Yet, the importance of the two contests is vastly different.
Sunday's matinee meeting closes the regular season, and neither Orlando (41-40, 7th in East) nor Atlanta (39-42, 8th) have anything left to play for standings-wise. Both have secured their seeding – the Magic's earning them a Southeast Division title – and know they're heading into the Play-In Tournament to face one another.
Tuesday's No. 7-8 winner in the Play-In Tournament earns the right to a first-round playoff series with No. 2 Boston. The loser welcomes the winner of Wednesday's Chicago Bulls-Miami Heat No. 9-10 game at their building Friday night.
Win that game, and the reward is at least four games with top-seed Cleveland. The loser goes home for the summer.
Compared to Tuesday's monumental clash, Sunday's finale to the 82-game slate is insignificant. Neither team figures to feature many regular contributors, hoping to be as close to full health possible for the stakes-riddled contest to follow.

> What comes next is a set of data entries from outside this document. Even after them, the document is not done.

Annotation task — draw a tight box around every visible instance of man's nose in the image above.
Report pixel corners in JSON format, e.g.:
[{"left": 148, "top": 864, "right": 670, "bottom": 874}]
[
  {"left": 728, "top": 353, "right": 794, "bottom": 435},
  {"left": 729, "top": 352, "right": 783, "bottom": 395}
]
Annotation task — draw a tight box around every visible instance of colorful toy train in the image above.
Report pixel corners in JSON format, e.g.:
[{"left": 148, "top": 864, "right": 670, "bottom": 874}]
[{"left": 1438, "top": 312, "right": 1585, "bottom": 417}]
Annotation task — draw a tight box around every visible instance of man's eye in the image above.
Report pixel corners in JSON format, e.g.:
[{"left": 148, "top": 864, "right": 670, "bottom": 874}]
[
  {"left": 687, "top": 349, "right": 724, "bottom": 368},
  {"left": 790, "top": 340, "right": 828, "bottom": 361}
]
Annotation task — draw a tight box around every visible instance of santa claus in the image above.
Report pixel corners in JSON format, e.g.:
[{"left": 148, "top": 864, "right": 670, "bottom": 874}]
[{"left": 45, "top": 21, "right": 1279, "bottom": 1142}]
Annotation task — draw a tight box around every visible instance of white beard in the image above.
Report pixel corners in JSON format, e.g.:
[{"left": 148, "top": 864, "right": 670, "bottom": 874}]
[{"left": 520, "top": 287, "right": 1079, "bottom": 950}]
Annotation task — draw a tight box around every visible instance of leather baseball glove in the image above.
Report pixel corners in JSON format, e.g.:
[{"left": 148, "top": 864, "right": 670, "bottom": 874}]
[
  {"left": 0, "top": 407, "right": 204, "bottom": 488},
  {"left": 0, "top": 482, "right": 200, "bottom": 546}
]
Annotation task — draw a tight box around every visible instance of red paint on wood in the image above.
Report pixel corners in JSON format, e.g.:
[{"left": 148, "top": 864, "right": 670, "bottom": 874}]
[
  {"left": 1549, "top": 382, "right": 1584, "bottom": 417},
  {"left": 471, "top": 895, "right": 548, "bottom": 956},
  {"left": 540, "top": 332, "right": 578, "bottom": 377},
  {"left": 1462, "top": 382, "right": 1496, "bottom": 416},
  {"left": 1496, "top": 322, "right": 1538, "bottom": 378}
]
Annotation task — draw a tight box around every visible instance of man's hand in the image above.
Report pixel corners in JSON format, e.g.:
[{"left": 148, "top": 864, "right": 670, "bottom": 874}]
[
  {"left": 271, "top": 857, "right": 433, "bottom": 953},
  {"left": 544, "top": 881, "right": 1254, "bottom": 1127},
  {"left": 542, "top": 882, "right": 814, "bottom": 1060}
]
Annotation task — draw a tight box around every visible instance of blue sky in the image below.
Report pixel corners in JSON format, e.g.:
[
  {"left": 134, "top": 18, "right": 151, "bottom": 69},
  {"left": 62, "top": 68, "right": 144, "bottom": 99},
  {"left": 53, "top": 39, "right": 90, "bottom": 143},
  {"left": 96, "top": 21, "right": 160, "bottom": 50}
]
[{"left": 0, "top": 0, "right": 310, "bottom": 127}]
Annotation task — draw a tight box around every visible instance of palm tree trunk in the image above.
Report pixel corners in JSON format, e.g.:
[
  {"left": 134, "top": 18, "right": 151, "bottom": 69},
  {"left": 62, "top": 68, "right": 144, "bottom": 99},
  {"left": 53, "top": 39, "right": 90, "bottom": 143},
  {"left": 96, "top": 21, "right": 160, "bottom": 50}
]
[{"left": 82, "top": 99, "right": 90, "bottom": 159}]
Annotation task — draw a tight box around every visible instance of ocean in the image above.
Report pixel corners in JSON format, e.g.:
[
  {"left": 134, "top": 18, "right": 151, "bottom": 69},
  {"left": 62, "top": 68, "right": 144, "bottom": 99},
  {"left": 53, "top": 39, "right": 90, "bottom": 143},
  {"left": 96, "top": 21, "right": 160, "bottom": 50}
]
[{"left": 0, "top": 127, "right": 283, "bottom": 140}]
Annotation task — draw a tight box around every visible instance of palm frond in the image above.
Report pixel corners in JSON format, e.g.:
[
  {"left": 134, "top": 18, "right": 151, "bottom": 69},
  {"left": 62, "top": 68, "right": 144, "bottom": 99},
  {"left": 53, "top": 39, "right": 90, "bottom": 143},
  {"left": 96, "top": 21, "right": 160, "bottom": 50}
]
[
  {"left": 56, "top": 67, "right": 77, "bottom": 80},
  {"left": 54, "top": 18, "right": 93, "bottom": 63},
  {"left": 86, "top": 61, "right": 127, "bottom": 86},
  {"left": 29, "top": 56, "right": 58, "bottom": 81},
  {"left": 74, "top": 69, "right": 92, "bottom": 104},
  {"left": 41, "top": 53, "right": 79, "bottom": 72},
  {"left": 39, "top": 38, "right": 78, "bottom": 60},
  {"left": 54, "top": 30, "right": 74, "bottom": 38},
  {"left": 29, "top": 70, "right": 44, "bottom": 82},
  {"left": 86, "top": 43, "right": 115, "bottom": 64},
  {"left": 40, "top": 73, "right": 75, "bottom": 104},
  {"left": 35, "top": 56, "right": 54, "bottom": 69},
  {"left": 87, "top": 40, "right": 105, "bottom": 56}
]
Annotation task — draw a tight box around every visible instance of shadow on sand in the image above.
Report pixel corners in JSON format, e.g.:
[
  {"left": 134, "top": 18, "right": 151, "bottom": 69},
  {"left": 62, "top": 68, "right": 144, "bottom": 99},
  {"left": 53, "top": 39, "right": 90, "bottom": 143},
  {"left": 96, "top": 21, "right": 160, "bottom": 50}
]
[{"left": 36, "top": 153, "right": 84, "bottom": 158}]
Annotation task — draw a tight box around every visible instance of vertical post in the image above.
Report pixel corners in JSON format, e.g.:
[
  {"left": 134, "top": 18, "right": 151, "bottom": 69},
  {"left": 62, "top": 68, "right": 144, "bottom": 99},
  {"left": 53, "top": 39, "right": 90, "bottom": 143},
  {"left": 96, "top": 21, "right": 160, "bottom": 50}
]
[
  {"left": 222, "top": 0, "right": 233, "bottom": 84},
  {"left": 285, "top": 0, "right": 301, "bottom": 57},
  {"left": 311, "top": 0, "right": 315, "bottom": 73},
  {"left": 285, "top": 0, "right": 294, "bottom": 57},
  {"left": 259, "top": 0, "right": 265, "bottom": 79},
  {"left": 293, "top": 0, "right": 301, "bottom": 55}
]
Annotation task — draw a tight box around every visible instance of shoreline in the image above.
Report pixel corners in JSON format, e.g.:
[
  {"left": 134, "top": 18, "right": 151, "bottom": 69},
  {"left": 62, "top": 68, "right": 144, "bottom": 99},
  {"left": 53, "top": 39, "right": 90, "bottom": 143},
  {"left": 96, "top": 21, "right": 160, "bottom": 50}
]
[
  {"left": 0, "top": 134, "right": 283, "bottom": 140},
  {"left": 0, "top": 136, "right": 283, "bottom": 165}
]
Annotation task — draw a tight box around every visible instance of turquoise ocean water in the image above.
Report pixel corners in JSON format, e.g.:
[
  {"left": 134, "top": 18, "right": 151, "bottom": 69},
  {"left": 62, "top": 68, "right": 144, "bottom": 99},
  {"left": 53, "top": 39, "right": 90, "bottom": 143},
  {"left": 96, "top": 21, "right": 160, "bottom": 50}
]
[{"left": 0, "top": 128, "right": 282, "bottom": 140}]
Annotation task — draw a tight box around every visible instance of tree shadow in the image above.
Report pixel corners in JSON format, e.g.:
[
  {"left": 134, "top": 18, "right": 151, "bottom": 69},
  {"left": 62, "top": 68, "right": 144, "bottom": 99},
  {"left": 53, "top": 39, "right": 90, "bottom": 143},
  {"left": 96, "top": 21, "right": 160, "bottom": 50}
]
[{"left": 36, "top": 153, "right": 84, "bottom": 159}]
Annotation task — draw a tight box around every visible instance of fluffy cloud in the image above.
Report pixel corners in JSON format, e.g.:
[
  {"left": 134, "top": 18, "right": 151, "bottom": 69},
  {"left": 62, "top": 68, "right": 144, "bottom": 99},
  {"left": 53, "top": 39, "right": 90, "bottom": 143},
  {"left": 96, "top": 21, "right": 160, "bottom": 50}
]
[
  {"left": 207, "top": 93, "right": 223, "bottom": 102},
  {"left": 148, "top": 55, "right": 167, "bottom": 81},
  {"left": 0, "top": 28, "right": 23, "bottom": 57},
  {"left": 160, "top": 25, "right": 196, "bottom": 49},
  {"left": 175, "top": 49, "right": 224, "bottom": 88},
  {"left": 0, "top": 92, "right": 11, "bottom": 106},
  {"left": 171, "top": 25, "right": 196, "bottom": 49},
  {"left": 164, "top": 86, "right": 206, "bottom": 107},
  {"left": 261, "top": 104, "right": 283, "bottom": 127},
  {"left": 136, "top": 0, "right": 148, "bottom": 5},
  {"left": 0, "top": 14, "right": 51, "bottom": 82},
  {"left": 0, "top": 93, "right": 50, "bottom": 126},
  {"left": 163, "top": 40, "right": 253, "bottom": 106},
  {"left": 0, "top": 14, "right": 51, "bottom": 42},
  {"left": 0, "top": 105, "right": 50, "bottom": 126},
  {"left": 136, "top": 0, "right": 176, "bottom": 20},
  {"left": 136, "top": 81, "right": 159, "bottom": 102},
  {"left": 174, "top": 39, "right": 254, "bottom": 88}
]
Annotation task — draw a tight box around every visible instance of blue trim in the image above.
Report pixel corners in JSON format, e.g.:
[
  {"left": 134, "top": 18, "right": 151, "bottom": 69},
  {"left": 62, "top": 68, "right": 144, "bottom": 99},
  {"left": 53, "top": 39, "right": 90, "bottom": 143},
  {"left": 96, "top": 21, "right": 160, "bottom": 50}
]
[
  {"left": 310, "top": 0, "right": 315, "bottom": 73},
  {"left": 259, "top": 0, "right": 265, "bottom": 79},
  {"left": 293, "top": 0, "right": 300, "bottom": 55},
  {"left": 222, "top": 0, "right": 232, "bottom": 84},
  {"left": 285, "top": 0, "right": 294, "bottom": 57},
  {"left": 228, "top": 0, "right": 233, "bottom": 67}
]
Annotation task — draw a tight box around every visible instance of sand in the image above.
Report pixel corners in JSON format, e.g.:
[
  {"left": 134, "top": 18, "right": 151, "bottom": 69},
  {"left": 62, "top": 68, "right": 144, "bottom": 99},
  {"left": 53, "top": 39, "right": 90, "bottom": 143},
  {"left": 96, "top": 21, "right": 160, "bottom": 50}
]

But seeing the same jersey matched against them twice, even if those wearing it are different, provides Orlando clarity.
"You start preparing by watching past games, what we've done, what they've done, the adjustments that need to be made, what we did well, what we need to improve on, and all of those things you're looking at now," Magic coach Jamahl Mosley said following his team's win at Indiana Friday. 'Being able to get ahead of that, not just for this game but also the Play-In ... Knowing what we need to do, how we have to approach the game."
Orlando has two wins to Atlanta's one head-to-head, and the average scoring margin between the foes is just 6.3 points a game this year.
At worst, the Magic can finish the regular season at .500. But, for all Orlando endured this year, a winning record – plus the Southeast Division title banner that will hang from the team's practice facility walls next season – would be a nice recovery.
After last year's 47-35 mark, a 42-40 record would be an above-.500 finish for a second consecutive year, which hasn't happened since Dwight Howard was leading the Magic 13 years ago.
The Magic have won five straight games and nine of their last 11. They were six games below .500 with 12 games to play. Orlando owns two six-game winning streaks, but they both came in the first third of the season.
Regardless of result, Orlando's record resets to 0-0 after Sunday's final buzzer.
One more opportunity before the slate is wiped clean awaits.